Although we are going to focus primarily on supervised machine learning models in this piece, note that unsupervised techniques do play a role in predictive modeling. For example, a customer churn model may actually begin with an unsupervised task like clustering to uncover groups of similar people within a high risk for churn group. This more nuanced information can help you build models to predict the right incentives to retain an at-risk customer.
Classification v regression
Supervised learning techniques can be split roughly into two categories: classification and regression. The target variable of a classification model is the class or category that a new observation belongs to. A variation on this is class probability estimation which predicts the likelihood of a new observation belonging to a particular class. In regression models, the target variable is a numerical value.

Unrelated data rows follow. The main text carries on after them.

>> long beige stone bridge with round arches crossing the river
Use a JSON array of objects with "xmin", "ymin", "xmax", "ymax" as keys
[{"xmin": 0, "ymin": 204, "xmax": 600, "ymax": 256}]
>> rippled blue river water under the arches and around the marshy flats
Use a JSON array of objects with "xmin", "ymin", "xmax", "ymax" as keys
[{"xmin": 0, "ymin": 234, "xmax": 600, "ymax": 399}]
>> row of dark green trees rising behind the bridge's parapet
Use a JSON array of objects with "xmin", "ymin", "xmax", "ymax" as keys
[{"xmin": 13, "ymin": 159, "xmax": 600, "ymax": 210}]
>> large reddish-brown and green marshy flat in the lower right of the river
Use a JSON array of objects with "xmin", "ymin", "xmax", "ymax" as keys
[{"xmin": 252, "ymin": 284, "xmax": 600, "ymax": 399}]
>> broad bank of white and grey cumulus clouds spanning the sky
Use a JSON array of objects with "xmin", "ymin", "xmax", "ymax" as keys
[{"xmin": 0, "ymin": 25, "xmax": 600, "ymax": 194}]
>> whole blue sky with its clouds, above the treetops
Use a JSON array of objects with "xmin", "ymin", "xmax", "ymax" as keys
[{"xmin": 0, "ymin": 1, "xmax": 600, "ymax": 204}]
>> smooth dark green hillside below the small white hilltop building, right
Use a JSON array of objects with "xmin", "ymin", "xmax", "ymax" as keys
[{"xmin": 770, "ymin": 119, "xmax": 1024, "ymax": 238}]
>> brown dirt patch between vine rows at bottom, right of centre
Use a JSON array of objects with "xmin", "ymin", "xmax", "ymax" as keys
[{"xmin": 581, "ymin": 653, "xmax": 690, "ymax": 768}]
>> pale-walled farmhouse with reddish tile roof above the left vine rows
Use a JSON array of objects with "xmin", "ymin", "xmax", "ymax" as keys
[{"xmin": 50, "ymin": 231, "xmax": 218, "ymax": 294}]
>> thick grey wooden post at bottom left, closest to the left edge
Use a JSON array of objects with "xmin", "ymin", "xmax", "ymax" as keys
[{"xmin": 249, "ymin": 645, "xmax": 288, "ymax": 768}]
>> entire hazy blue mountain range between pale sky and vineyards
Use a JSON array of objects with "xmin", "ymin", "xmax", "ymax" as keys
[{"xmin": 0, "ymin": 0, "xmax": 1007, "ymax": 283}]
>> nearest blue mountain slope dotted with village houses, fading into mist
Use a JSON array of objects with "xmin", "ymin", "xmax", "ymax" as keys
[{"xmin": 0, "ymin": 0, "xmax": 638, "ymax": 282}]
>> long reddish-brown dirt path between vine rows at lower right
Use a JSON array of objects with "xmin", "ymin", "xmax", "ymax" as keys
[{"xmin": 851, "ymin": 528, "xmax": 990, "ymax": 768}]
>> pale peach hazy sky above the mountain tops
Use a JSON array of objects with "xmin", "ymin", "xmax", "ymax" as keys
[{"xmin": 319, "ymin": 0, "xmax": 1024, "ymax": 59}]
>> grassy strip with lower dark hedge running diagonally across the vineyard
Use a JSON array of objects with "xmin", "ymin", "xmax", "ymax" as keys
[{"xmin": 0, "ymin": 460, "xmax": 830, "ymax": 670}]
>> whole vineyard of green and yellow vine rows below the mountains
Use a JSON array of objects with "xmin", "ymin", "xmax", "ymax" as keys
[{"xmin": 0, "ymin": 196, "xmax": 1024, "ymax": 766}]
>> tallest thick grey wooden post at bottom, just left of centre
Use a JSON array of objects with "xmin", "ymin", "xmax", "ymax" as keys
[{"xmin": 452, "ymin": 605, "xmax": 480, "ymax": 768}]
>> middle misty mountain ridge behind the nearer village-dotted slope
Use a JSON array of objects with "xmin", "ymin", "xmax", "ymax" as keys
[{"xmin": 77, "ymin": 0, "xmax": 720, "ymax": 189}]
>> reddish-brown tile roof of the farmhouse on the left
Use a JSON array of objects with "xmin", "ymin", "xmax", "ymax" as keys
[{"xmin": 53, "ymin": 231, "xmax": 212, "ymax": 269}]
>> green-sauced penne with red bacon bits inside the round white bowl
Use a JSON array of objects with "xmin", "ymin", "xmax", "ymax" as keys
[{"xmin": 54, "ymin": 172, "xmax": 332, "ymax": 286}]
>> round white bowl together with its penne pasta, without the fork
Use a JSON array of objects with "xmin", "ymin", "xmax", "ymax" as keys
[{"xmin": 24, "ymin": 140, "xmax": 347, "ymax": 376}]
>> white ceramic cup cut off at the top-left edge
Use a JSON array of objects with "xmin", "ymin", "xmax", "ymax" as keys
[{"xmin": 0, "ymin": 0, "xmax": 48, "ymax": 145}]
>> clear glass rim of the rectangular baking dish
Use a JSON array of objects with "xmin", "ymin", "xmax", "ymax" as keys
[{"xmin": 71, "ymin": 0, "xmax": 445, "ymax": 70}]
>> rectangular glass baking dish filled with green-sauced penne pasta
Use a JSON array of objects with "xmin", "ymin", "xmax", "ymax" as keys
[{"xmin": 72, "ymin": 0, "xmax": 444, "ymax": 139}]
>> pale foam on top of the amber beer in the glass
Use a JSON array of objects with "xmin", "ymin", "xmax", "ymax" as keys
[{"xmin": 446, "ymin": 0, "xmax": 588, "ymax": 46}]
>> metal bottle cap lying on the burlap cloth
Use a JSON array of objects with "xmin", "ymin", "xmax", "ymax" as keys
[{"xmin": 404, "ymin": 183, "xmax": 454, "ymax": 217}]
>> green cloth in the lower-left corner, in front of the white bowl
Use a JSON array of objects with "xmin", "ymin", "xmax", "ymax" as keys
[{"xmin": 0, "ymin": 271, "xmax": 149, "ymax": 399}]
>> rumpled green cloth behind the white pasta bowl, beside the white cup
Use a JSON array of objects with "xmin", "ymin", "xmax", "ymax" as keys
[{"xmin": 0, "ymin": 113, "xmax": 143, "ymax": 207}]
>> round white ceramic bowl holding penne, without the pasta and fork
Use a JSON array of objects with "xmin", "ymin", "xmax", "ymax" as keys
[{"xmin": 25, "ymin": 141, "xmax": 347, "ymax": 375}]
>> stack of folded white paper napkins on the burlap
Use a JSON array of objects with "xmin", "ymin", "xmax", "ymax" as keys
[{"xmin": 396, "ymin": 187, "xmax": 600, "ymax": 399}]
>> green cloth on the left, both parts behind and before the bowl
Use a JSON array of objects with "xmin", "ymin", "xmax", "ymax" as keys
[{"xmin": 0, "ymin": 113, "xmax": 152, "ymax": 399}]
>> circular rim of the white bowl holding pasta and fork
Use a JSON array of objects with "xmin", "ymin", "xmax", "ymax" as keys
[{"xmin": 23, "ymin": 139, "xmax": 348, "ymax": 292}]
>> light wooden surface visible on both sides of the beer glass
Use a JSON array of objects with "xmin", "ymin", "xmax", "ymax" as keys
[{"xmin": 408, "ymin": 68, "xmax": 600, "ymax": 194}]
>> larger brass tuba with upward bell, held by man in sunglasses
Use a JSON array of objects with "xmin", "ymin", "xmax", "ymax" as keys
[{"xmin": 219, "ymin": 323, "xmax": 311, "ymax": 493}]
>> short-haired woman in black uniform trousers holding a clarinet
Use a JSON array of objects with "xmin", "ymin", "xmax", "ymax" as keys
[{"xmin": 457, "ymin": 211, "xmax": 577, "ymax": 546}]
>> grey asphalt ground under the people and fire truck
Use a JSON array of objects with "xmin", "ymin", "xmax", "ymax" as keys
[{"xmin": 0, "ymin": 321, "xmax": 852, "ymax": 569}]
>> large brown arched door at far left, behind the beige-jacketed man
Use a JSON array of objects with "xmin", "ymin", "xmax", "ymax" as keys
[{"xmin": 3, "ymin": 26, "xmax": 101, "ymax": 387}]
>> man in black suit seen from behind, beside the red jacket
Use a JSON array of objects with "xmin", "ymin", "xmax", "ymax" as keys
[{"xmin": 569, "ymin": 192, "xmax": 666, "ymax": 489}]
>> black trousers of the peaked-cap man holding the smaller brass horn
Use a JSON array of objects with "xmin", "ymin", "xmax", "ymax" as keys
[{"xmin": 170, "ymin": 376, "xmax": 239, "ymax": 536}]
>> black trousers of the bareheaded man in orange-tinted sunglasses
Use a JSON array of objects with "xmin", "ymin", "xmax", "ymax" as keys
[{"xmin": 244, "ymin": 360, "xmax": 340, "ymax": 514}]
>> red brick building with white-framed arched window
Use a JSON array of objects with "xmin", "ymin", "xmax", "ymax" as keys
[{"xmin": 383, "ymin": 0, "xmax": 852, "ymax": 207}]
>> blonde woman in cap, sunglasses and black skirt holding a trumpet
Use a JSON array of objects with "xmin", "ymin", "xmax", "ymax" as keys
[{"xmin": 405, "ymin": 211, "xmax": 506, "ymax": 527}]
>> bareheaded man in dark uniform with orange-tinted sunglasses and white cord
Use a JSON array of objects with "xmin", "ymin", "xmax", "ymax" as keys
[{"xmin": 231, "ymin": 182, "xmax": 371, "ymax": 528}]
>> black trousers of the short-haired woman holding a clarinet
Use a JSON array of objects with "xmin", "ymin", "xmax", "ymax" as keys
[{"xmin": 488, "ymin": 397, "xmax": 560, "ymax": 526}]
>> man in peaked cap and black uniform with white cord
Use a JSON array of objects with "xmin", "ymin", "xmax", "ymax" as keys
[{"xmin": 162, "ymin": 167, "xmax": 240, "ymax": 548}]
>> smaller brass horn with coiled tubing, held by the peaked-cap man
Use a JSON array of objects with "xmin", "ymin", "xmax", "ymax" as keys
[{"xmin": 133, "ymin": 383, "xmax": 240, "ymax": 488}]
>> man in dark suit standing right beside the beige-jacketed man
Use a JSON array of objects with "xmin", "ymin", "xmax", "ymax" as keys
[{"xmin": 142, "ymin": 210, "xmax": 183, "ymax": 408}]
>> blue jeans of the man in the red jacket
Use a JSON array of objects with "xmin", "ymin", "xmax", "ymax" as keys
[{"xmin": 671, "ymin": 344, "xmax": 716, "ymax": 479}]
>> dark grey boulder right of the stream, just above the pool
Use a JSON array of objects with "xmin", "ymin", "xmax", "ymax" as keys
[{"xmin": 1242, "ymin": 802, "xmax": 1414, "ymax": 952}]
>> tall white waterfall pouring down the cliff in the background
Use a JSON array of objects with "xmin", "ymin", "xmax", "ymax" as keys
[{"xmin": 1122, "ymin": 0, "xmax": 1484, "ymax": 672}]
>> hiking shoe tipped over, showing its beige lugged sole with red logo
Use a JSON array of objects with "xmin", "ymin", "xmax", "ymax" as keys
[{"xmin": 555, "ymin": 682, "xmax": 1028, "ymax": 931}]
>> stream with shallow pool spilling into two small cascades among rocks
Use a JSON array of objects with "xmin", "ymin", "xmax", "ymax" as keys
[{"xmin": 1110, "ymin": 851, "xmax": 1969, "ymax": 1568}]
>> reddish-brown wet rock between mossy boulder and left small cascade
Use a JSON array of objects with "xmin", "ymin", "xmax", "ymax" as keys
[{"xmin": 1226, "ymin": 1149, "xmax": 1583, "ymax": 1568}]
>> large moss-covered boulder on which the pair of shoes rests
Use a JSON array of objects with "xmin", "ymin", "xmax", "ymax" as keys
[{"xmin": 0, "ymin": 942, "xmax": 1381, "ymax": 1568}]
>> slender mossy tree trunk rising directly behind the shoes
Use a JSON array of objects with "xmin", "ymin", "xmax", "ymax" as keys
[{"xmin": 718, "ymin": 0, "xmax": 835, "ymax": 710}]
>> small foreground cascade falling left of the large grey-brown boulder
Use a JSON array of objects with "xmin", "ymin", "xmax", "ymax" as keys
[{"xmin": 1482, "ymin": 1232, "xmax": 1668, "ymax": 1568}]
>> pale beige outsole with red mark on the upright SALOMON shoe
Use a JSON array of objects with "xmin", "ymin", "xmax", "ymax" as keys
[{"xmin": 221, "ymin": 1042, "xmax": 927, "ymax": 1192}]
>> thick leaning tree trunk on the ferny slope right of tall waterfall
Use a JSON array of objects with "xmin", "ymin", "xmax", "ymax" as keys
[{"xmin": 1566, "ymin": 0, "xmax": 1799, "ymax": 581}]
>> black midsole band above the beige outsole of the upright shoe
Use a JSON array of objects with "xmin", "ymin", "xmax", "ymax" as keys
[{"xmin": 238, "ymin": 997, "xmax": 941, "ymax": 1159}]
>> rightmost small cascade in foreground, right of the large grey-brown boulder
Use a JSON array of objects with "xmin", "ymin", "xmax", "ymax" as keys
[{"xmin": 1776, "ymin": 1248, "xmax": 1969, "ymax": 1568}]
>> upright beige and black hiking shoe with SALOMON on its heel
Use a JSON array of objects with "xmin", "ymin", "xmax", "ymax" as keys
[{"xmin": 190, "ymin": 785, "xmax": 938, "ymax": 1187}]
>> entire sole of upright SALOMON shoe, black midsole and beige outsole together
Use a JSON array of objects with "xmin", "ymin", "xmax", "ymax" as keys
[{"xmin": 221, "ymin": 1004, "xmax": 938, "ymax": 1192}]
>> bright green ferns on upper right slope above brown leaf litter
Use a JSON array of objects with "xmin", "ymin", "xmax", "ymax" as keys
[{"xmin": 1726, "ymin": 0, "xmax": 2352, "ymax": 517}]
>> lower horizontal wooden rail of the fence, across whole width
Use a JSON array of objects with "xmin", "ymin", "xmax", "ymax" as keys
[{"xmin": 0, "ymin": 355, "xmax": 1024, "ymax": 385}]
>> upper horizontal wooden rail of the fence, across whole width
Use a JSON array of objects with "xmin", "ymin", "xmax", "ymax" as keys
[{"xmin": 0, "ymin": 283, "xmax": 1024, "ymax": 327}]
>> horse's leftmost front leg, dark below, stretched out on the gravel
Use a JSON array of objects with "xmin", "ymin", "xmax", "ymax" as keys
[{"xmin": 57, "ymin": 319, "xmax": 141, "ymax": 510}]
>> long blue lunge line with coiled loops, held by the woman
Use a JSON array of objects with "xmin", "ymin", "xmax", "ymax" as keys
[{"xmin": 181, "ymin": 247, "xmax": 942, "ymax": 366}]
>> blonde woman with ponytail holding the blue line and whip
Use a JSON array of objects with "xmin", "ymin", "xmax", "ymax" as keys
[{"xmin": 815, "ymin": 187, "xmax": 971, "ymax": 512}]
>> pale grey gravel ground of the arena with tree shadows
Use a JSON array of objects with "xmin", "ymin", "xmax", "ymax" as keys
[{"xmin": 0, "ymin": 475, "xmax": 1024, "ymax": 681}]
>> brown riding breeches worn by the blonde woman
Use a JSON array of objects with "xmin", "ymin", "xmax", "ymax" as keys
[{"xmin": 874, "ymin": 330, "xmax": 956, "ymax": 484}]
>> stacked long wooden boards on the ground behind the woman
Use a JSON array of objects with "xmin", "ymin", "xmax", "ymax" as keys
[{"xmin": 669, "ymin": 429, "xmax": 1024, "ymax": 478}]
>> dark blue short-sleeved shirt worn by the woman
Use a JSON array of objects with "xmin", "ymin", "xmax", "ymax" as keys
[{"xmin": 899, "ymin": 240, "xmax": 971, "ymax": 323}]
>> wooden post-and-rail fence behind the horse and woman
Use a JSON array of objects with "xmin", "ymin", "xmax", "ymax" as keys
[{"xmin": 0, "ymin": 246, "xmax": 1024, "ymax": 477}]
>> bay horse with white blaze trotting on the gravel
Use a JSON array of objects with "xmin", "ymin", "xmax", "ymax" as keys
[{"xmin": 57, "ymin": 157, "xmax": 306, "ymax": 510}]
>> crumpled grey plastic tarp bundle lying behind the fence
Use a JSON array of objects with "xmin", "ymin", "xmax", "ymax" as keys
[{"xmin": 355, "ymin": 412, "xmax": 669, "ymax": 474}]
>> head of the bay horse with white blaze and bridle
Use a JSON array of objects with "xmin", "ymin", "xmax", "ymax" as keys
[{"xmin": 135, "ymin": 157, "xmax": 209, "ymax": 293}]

The following are a few examples of prediction algorithms. Note that some can be used for classification or regression.
Linear regression is one of the easiest machine learning algorithms to understand. It models the relationship between the target response (dependent variable) and one or more independent variables.
In a linear regression model used to predict a potential customer’s spending, independent variables could include factors such as income, age, and how frequently they’ve used your services over a period of time.
Nearest neighbor models can be used for classification or regression. Predictions are based on the distance between a new observation and existing data points. The “k” in this model represents the number of data points or “neighbors” to compare the new observation.
In a classification model, the new observation is put in the same class as the majority of its neighbors. In a regression model, the prediction is typically an average of the numerical value of the neighbors.
Decision trees can be used for classification or regression. They work by splitting a complete dataset into successive subsets based on classification features or a predetermined numerical value. The splitting continues until it reaches a terminal node where it cannot be divided any longer.
Banks sometimes use some form of a decision tree to make decisions about whether or not to offer a customer a loan. The very visual nature of decision trees are also useful for when a modeler needs to transparently demonstrate how they came to a decision.
Logistic regression is actually a class probability estimation model. In marketing, logistic regression is often the basis of propensity models that predict how likely it is for a customer to make a purchase. Providing a more granular view of a customer’s possible choice provides marketers with the information they need to develop more targeted and relevant outreach.
How do you train a predictive model?
You can find more on developing machine learning models here, but here are few steps that are important to emphasize:
Exploring the data
Before diving into the data in an attempt to answer a question, it’s important to see and understand what’s there. You may want to visualize it with charts or graphs in order to uncover patterns that might not be obvious from a spreadsheet.
Dividing the data
Building a model will require you to divide your dataset into at least three different subsets.
- Training data – This is the largest subset and will be the one on which you build the model. The model also learns from this data.
- Validation data – This is the subset for which the model is continuously evaluated. As you refine the model, you will continue to test it against the validation dataset.
- Test data – This is the final dataset you will use to evaluate the model’s fit. This dataset should only be used once.
Developing the model
The algorithms for which you choose to base your model need to be relevant to the question you are trying to answer. In addition, your algorithm options may be expanded or limited by the data that you have.